Потом были вопросы, а в конце какой-то техник с моторного завода набрался смелости и спросил в наступившей тишине:
— А зачем нам вообще нужна эта война?
— Нам она ни к чему, — пожал плечами я. — Но у нас нашлось немало дураков в больших чинах, которые вели себя так, как будто никакой Японии вообще нет. А там набралось немало горячих голов, решивших, что искать мирные пути решения проблем не обязательно… Все это так и осталось бы нашей дуростью и их беспочвенными планами, но тут в дело вмешалась третья сторона. Она дала деньги японцам, потом еще и еще — на оружие… Война стала неизбежной. Зачем она им? Сложный вопрос, и я пока не готов аргументированно отвечать на него. Но именно пока, потом отвечу обязательно. Так что эта война нам была не нужна. Но раз уж на нас напали, нам необходима победа, потому что поражение будет расценено во всем мире как сигнал, что Россия слаба. Союзники отшатнутся, враги осмелеют… Ничем хорошим это не кончится, можете мне поверить.
По-моему, мне поверили.
«Но все же хорошо, — думал я поздним вечером у себя дома, снимая бронежилет, — что никто не додумался задать следующий вопрос: „Чем может кончиться не поражение, а победа в этой войне?“. Потому что ответа на него у меня не было…»

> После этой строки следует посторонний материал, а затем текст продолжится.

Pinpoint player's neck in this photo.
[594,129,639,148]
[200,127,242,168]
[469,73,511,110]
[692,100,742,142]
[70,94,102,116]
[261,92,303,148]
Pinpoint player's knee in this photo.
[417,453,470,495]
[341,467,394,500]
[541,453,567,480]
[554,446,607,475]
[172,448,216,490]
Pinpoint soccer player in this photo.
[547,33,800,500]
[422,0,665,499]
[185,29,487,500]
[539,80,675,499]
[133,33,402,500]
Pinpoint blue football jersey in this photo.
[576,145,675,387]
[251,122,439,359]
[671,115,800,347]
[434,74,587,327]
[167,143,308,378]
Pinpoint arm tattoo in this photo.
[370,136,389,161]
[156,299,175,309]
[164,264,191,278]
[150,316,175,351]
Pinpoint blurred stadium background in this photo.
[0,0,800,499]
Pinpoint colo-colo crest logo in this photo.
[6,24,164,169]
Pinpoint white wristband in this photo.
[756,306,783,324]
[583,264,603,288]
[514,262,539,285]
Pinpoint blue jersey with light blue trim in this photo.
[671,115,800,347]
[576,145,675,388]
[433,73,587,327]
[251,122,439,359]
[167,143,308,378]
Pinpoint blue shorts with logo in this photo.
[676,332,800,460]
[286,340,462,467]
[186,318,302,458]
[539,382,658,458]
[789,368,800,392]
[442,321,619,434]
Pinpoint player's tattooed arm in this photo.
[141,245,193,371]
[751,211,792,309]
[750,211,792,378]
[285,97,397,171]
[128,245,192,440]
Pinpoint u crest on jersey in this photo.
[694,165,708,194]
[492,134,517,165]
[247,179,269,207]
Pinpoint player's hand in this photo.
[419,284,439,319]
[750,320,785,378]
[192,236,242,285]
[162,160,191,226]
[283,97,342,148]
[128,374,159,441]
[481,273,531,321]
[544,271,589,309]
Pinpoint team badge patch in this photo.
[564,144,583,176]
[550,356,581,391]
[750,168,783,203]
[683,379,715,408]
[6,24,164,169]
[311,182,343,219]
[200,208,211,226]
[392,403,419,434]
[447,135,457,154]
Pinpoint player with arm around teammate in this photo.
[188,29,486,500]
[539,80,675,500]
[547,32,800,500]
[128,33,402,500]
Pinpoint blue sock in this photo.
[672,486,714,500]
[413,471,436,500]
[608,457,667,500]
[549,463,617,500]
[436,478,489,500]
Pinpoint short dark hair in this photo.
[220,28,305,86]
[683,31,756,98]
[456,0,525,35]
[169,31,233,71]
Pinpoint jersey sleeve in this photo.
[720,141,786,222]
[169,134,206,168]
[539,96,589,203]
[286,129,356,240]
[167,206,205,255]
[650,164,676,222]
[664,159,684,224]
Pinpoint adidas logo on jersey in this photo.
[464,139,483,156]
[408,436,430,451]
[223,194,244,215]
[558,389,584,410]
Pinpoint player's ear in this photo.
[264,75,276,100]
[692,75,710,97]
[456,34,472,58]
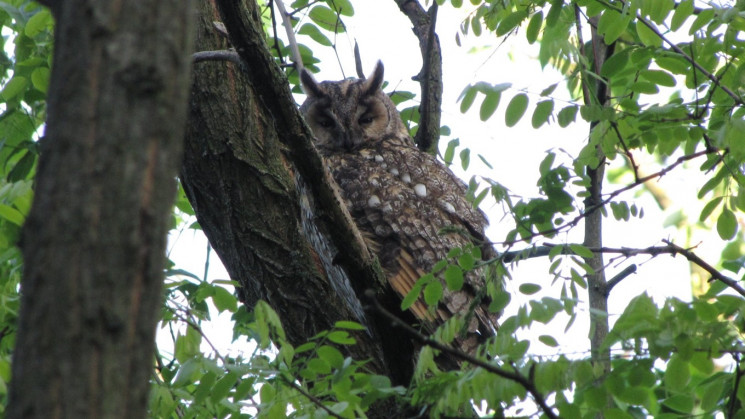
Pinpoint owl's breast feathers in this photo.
[322,135,497,349]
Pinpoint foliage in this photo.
[0,0,52,415]
[0,0,745,418]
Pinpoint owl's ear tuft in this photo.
[300,68,324,98]
[363,61,383,95]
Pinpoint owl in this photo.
[300,62,497,360]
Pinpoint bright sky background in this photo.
[170,0,723,370]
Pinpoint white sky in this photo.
[166,0,723,366]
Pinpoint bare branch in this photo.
[274,0,303,72]
[605,265,636,297]
[191,50,243,69]
[394,0,442,152]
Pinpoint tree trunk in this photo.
[8,0,193,418]
[181,2,388,374]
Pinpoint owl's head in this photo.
[300,61,408,152]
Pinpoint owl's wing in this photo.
[329,138,496,349]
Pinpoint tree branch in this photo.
[495,147,719,246]
[663,240,745,297]
[394,0,442,152]
[191,50,244,70]
[211,0,384,298]
[365,290,559,418]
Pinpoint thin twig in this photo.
[191,50,243,68]
[605,264,636,297]
[496,147,719,246]
[365,290,558,418]
[274,0,303,73]
[663,240,745,297]
[280,377,344,419]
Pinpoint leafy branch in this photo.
[365,290,559,419]
[500,146,720,246]
[500,240,745,297]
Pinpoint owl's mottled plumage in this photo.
[301,63,497,351]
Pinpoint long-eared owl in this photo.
[300,62,497,358]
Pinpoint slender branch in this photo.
[604,265,636,297]
[727,354,745,418]
[495,147,719,246]
[281,377,344,419]
[191,50,243,69]
[394,0,442,152]
[365,290,558,418]
[663,240,745,297]
[274,0,303,73]
[636,14,745,106]
[500,240,745,297]
[596,0,745,106]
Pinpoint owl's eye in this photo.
[358,115,372,125]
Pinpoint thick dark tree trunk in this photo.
[181,2,388,374]
[8,0,194,418]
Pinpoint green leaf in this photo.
[0,76,28,101]
[459,148,471,170]
[327,0,354,16]
[308,5,344,33]
[259,383,277,403]
[717,208,737,240]
[569,244,595,259]
[497,10,528,36]
[662,394,695,417]
[210,372,238,403]
[525,10,543,44]
[698,196,724,222]
[460,86,476,113]
[688,8,715,35]
[479,91,502,121]
[326,330,356,345]
[530,100,554,129]
[401,283,422,310]
[442,138,460,166]
[172,359,201,387]
[636,20,662,47]
[317,345,344,369]
[639,70,676,87]
[598,9,631,45]
[334,320,367,330]
[212,286,238,313]
[24,8,53,38]
[0,204,25,227]
[670,0,693,32]
[538,335,559,348]
[297,23,333,47]
[504,93,528,127]
[603,408,634,419]
[600,49,630,78]
[424,281,442,306]
[556,105,579,128]
[445,265,463,291]
[518,282,541,295]
[665,354,691,392]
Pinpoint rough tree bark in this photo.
[7,0,193,418]
[181,2,388,374]
[181,0,440,417]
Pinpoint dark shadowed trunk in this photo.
[8,0,193,418]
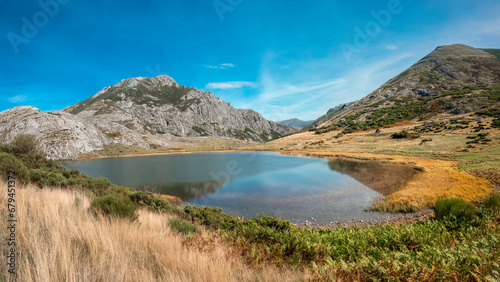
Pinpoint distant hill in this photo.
[306,44,500,134]
[276,118,314,128]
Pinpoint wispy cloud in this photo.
[8,95,27,104]
[205,63,235,70]
[385,44,398,50]
[259,78,347,102]
[205,81,257,89]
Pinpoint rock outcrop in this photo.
[0,75,293,159]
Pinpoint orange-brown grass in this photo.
[308,152,492,211]
[0,183,308,281]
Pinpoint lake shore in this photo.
[72,148,493,213]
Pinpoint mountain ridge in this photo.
[306,44,500,134]
[0,75,294,159]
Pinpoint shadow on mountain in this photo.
[139,180,224,201]
[328,158,419,195]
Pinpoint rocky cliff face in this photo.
[0,75,293,159]
[63,75,292,142]
[0,106,160,159]
[311,44,500,132]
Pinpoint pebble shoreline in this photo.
[295,209,434,229]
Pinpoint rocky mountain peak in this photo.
[313,44,500,132]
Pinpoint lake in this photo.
[62,152,398,223]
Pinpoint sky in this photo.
[0,0,500,121]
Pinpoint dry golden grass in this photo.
[308,152,493,211]
[0,183,308,281]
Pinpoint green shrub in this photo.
[168,218,201,235]
[92,193,137,220]
[0,153,30,184]
[483,194,500,211]
[391,130,408,139]
[130,191,179,212]
[184,206,241,230]
[491,118,500,128]
[434,198,477,222]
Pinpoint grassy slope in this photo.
[0,183,307,281]
[248,114,500,210]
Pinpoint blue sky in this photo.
[0,0,500,120]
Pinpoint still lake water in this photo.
[62,152,383,222]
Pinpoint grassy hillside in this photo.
[0,182,308,282]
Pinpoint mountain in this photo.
[276,118,314,128]
[0,75,294,159]
[63,75,292,142]
[306,44,500,134]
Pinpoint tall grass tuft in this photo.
[0,183,309,282]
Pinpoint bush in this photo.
[483,194,500,211]
[11,134,38,154]
[491,118,500,128]
[391,130,408,139]
[0,153,30,184]
[130,191,179,212]
[168,218,201,235]
[92,193,137,220]
[434,198,477,223]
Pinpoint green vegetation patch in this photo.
[168,218,201,235]
[92,193,137,220]
[184,199,500,281]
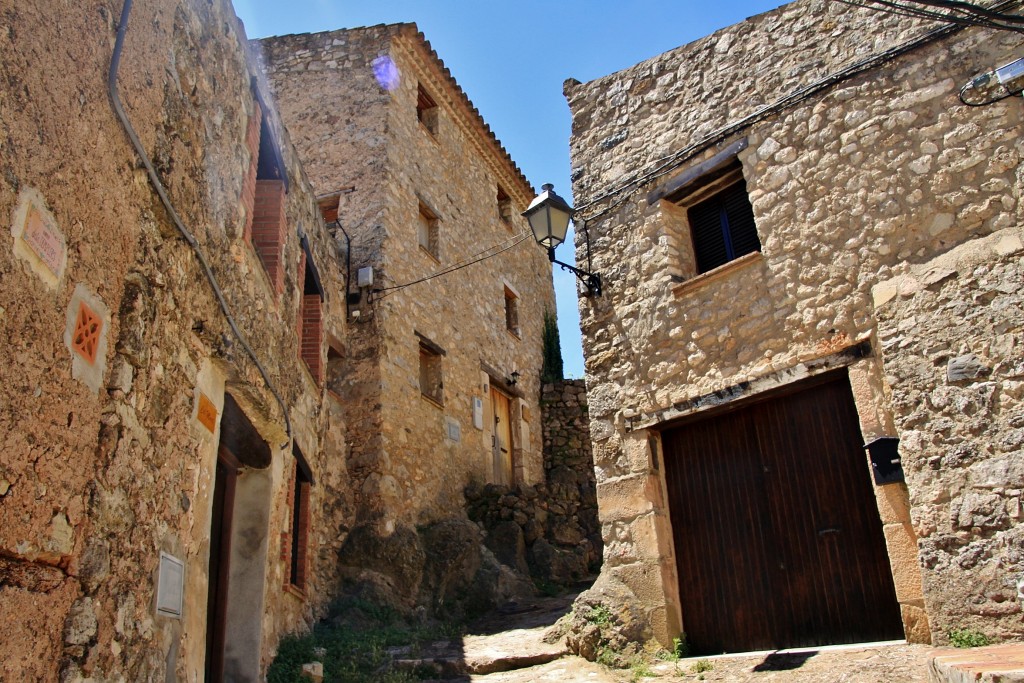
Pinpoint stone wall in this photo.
[0,1,350,681]
[565,0,1024,644]
[258,25,554,535]
[466,380,601,587]
[874,229,1024,639]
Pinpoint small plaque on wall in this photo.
[157,552,185,618]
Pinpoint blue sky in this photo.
[234,0,782,377]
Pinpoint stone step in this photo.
[928,643,1024,683]
[392,629,568,679]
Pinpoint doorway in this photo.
[662,371,903,654]
[490,384,513,485]
[205,394,271,683]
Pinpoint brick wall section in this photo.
[300,294,324,385]
[252,180,286,294]
[242,101,263,242]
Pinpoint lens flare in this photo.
[372,54,401,91]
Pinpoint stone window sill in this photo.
[420,245,441,265]
[420,393,444,410]
[672,251,764,297]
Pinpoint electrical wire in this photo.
[374,232,530,300]
[106,0,292,447]
[839,0,1024,33]
[573,0,1020,227]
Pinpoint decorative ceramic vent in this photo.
[71,301,103,366]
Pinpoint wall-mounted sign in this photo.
[157,552,185,618]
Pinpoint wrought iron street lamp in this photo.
[522,183,601,296]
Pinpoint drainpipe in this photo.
[106,0,292,447]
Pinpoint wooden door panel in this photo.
[663,373,903,653]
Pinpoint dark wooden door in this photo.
[663,372,903,654]
[206,446,240,683]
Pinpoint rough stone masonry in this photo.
[565,0,1024,645]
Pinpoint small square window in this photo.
[417,202,441,261]
[678,162,761,273]
[420,337,444,405]
[498,185,512,227]
[416,85,438,136]
[505,286,519,337]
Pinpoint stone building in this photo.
[565,0,1024,652]
[255,24,554,606]
[0,0,353,681]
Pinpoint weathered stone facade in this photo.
[256,25,554,606]
[0,0,353,681]
[565,0,1024,645]
[466,380,601,587]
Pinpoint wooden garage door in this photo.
[663,372,903,654]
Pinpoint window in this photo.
[242,92,288,294]
[686,162,761,273]
[417,202,441,261]
[505,285,519,337]
[416,85,438,136]
[286,445,312,591]
[327,344,345,398]
[417,333,444,405]
[498,185,512,227]
[297,234,324,384]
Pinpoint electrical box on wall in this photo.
[157,553,185,618]
[473,396,483,429]
[355,266,374,287]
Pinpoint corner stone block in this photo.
[65,283,111,395]
[597,473,658,522]
[884,522,924,604]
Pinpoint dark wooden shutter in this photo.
[722,181,761,258]
[688,180,761,272]
[689,196,730,272]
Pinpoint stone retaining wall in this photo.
[466,380,601,586]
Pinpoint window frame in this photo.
[416,83,440,138]
[502,283,522,339]
[665,158,762,276]
[416,200,441,263]
[415,332,446,408]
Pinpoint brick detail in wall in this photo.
[295,251,306,360]
[242,102,263,242]
[281,460,298,569]
[292,481,309,590]
[300,294,324,384]
[252,180,285,295]
[281,460,309,590]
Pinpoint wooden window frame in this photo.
[416,202,441,263]
[416,332,445,407]
[497,185,512,229]
[416,83,440,137]
[667,159,761,275]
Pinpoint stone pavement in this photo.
[395,595,1024,683]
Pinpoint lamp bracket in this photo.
[548,249,601,296]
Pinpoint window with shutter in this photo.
[676,163,761,274]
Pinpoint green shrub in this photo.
[947,629,992,647]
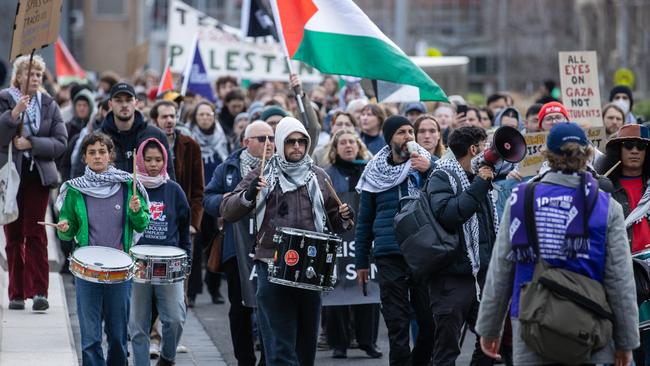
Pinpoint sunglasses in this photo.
[284,138,309,146]
[249,136,275,142]
[623,141,648,151]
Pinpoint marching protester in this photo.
[476,123,639,366]
[325,129,383,358]
[57,132,149,365]
[355,116,436,365]
[101,83,176,179]
[597,125,650,365]
[413,114,445,158]
[0,55,68,311]
[203,121,275,366]
[603,103,625,140]
[426,126,498,365]
[187,100,228,307]
[359,104,386,154]
[129,137,192,366]
[220,117,353,365]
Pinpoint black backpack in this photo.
[393,169,463,279]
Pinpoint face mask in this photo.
[613,99,630,114]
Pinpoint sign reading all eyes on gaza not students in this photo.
[558,51,603,128]
[167,0,322,82]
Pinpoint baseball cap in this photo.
[110,83,135,99]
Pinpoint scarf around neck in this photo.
[356,145,431,197]
[432,154,499,280]
[256,154,327,233]
[507,172,596,263]
[191,122,228,164]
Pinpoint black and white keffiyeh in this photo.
[356,145,431,197]
[434,154,499,293]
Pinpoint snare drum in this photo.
[269,227,341,291]
[129,245,190,285]
[69,245,133,284]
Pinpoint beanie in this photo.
[382,115,411,145]
[260,106,288,121]
[609,85,634,110]
[546,122,589,154]
[537,102,569,128]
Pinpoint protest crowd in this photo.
[0,2,650,366]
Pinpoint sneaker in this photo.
[9,299,25,310]
[149,343,160,360]
[32,295,50,311]
[176,344,188,353]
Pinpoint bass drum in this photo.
[269,227,342,291]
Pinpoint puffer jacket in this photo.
[0,89,68,187]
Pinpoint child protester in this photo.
[129,138,191,366]
[57,132,149,365]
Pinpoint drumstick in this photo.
[325,179,354,225]
[603,160,621,177]
[133,149,138,194]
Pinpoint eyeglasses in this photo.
[249,136,275,142]
[623,141,648,151]
[284,138,309,146]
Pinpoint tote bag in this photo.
[0,143,20,225]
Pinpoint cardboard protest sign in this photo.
[167,0,321,82]
[558,51,603,127]
[9,0,63,60]
[518,127,607,177]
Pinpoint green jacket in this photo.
[57,181,149,252]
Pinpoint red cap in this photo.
[537,102,570,129]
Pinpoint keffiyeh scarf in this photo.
[356,145,431,197]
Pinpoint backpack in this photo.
[393,169,462,280]
[519,183,614,365]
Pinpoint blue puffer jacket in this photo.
[354,156,437,269]
[203,149,246,263]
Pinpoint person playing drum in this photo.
[57,132,149,365]
[129,137,191,366]
[220,117,354,366]
[597,125,650,365]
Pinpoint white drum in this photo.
[129,245,190,285]
[69,245,133,284]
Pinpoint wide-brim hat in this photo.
[605,125,650,148]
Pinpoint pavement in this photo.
[0,204,475,366]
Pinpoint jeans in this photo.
[256,262,321,366]
[129,282,186,366]
[221,257,255,366]
[74,277,131,366]
[375,255,434,365]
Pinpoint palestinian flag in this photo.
[271,0,447,102]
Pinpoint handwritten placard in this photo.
[558,51,603,127]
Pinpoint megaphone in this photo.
[481,126,528,167]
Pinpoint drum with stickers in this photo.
[129,245,190,285]
[269,227,342,291]
[69,245,133,284]
[632,249,650,331]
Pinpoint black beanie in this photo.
[609,85,634,110]
[382,115,411,145]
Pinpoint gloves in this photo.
[244,177,260,202]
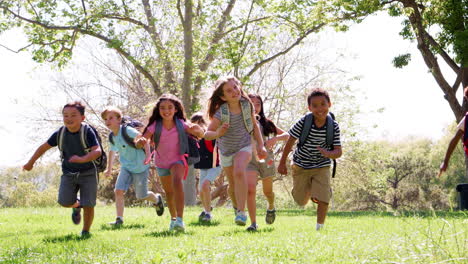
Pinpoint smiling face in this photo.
[221,80,241,103]
[104,112,122,131]
[159,100,177,120]
[309,95,331,120]
[62,106,85,132]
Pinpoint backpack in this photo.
[153,118,200,165]
[109,116,144,148]
[57,123,107,173]
[297,113,336,178]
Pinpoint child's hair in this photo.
[190,112,208,129]
[143,94,187,134]
[62,101,85,115]
[101,106,122,119]
[307,88,331,105]
[208,76,250,119]
[249,94,277,137]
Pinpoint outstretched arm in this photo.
[23,142,52,171]
[438,129,464,177]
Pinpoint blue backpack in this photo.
[297,113,336,178]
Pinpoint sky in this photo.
[0,14,461,167]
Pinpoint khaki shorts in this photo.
[291,164,332,205]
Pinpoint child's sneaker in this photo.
[198,211,206,222]
[247,223,258,232]
[174,217,185,232]
[72,208,81,225]
[109,217,123,226]
[234,211,247,226]
[203,213,213,223]
[153,193,164,216]
[265,209,276,225]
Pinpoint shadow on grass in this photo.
[42,234,92,243]
[145,230,194,237]
[101,224,145,230]
[222,227,275,236]
[188,220,221,226]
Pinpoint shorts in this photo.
[198,166,221,190]
[156,160,184,177]
[115,168,149,199]
[247,158,276,179]
[219,145,252,168]
[58,169,98,207]
[291,164,332,204]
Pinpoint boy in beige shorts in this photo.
[278,88,342,230]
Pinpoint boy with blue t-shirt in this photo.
[278,88,342,230]
[101,107,164,225]
[23,102,102,236]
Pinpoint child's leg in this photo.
[246,170,257,224]
[83,207,94,231]
[171,163,185,218]
[317,201,328,225]
[262,177,275,210]
[233,151,252,212]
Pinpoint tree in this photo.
[0,0,378,113]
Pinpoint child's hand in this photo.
[23,162,34,171]
[317,147,330,158]
[278,161,288,175]
[68,155,84,163]
[265,137,277,150]
[216,123,229,137]
[257,146,268,159]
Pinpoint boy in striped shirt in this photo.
[278,88,342,230]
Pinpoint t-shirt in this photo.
[288,116,341,169]
[147,120,188,169]
[214,105,252,156]
[457,117,465,131]
[109,126,149,173]
[47,126,98,173]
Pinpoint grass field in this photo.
[0,206,468,264]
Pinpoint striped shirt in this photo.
[288,116,341,169]
[214,108,252,156]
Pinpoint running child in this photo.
[190,113,221,223]
[101,107,164,225]
[247,94,289,229]
[278,88,342,230]
[23,102,102,237]
[137,94,203,231]
[205,77,267,229]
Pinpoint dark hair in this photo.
[143,94,187,134]
[249,94,277,137]
[190,112,207,129]
[62,101,85,115]
[307,88,331,105]
[208,76,250,119]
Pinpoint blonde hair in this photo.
[101,106,122,119]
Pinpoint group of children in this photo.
[23,77,342,236]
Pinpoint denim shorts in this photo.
[219,145,252,168]
[58,169,98,207]
[115,168,149,199]
[198,166,221,190]
[156,160,184,177]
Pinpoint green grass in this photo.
[0,206,468,264]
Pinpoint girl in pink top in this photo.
[138,94,204,231]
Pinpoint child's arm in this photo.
[104,150,115,177]
[23,142,52,171]
[265,127,289,150]
[438,129,464,177]
[203,118,229,140]
[68,145,102,163]
[278,134,296,174]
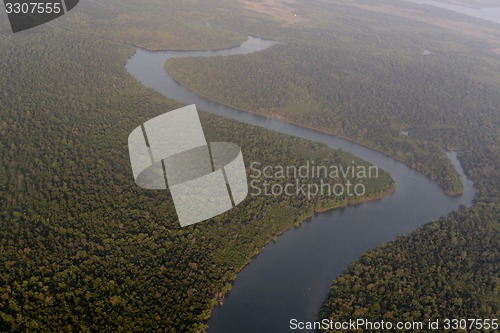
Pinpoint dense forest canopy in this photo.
[0,0,500,332]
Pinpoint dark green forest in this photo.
[166,1,500,328]
[0,6,394,332]
[166,0,500,194]
[0,0,500,332]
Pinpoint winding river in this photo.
[126,37,474,333]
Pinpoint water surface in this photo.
[127,37,474,333]
[406,0,500,23]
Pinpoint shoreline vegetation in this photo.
[207,182,397,306]
[164,59,464,196]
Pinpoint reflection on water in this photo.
[127,37,474,333]
[406,0,500,23]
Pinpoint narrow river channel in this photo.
[126,37,474,333]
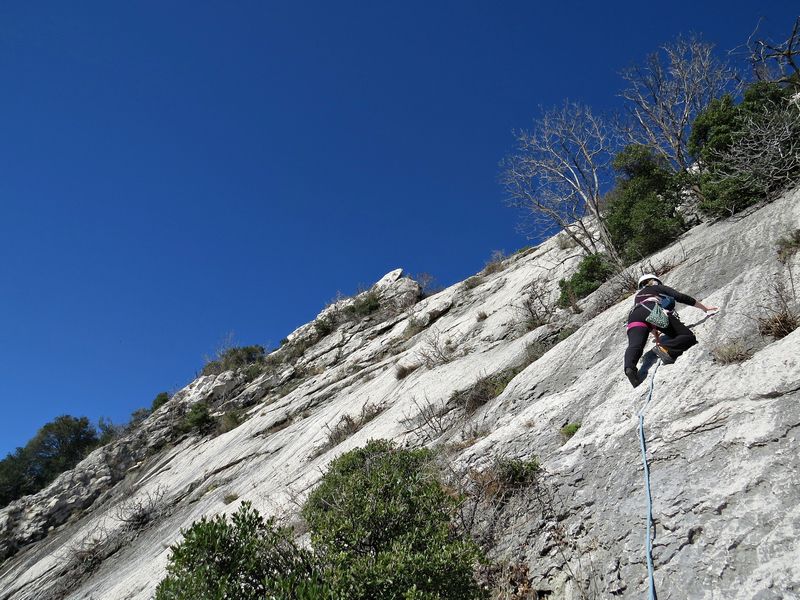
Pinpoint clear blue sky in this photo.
[0,0,797,456]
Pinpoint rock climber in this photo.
[625,273,717,387]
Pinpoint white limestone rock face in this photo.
[0,191,800,600]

— Извините, но это авантюра, — твердо сказал Густав и выжидательно уставился на меня.
— Вы продолжайте, продолжайте, — подбодрил его я.
— Самолету, может, и хватит недельных испытаний… — Тринклер косо поглядел на Миронова.
— Ну, может… — неуверенно промямлил тот, — хотя…
— Вот именно — даже самолет не помешало бы доиспытать. Но моторы! Один на стенде проработал двести пятьдесят часов, другой семьдесят. Однозначной причины такой разницы пока не найдено. Далее, почему у третьего мотора клапана приходится регулировать вдвое чаще? Почему у всех компрессия в четвертом заднем цилиндре падает быстрее, чем во всех остальных?
— Так я же у вас не все моторы забираю — четыре на «Кондора» и четыре в запас. Вот и будете спокойно, вдумчиво их гонять на стенде и смотреть, почему они себя ведут так нехорошо. Найдете причину — радируете мне, я уж как-нибудь поправлю.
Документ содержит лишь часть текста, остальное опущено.